Sunday, November 22, 2015

Dial Tone

I'm feeling melancholic again, world. Just generally depressive without any real trigger. Rather I think it's been a trend in my emotions that have been imperceptibly taking on a negative tangent slope. It's been a series of constant insecurity, guilt, anguish, passivity, anxiety, and loneliness. Anxiety about how much financial burden I'm placing on my family in my international expenditure. Guilt in spending a term abroad when it really doesn't apply to my degree and seems quite frivolous, especially because I'm not enjoying it as I should. Anguish and disappointment at my academic trajectory, which seems at this point to be irreparably damaged. Insecurity regarding where the hell my life is taking me now because all I seem to have are impressive words, empty promises, unsubstantial dreams, and a recurring pattern. Loneliness despite the presence of people, none of whom I really feel like I want to reach out to. There is not a single person in this world that I feel as though I can talk to. I feel as though I am just a body in this world that is lacking a fundamental driving force. All the gears and machinations are at work, but to what they are working towards is beyond me. It all seems quite pointless and I don't want to continue.

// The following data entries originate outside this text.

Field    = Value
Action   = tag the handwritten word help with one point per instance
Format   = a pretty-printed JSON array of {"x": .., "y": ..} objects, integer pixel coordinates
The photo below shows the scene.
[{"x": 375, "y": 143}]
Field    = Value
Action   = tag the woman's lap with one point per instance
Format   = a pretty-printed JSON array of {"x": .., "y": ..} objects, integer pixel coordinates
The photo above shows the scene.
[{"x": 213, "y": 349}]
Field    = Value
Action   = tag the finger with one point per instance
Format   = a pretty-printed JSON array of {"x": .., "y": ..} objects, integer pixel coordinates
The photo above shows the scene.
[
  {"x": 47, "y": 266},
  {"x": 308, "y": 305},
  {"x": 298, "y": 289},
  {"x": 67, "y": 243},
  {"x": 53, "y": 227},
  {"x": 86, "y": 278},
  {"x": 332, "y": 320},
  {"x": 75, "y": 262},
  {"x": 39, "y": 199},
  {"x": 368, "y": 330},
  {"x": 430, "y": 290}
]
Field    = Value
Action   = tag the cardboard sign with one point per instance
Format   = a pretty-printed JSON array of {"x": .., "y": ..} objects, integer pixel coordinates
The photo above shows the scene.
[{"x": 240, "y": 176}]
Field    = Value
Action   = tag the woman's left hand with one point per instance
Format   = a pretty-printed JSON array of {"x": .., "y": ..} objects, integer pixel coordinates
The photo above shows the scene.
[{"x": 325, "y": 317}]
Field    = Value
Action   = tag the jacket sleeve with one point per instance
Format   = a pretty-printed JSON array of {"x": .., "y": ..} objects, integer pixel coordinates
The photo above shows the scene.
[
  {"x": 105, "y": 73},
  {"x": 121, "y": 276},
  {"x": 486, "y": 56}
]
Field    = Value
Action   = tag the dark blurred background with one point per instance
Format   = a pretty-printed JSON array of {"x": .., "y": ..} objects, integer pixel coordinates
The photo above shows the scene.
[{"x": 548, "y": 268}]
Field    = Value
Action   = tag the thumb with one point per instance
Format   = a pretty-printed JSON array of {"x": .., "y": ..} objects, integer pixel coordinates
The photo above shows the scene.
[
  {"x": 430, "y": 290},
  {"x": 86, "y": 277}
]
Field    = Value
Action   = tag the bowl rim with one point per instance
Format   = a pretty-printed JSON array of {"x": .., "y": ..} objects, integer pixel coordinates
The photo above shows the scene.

Life is nothing but a string of disappointments and I have no motivation to try and struggle and work fruitlessly towards something that inevitably will escape me. Nothing is guaranteed, despite my best efforts. There is nothing I find gratifying anymore and if I honestly have nothing that I am looking forward to down the line, why am I wasting the breath that could serve someone who does? I feel like more and more of me is being chipped away each moment that passes. All that I seem to latch onto ends up crumbling away and I end up in free fall again. No interest, no person, no dream seems enough to keep me level. It's gotten to the point where I cannot express fundamental human functions of empathy and compassion to those closest to me. Even towards a friend who is really struggling with her problems as of now. I can't bring myself to comfort and cajole. It's as though I've forgotten how to. My head is in this perpetual mental state of television static and all that I am inputting from the world is a dial tone.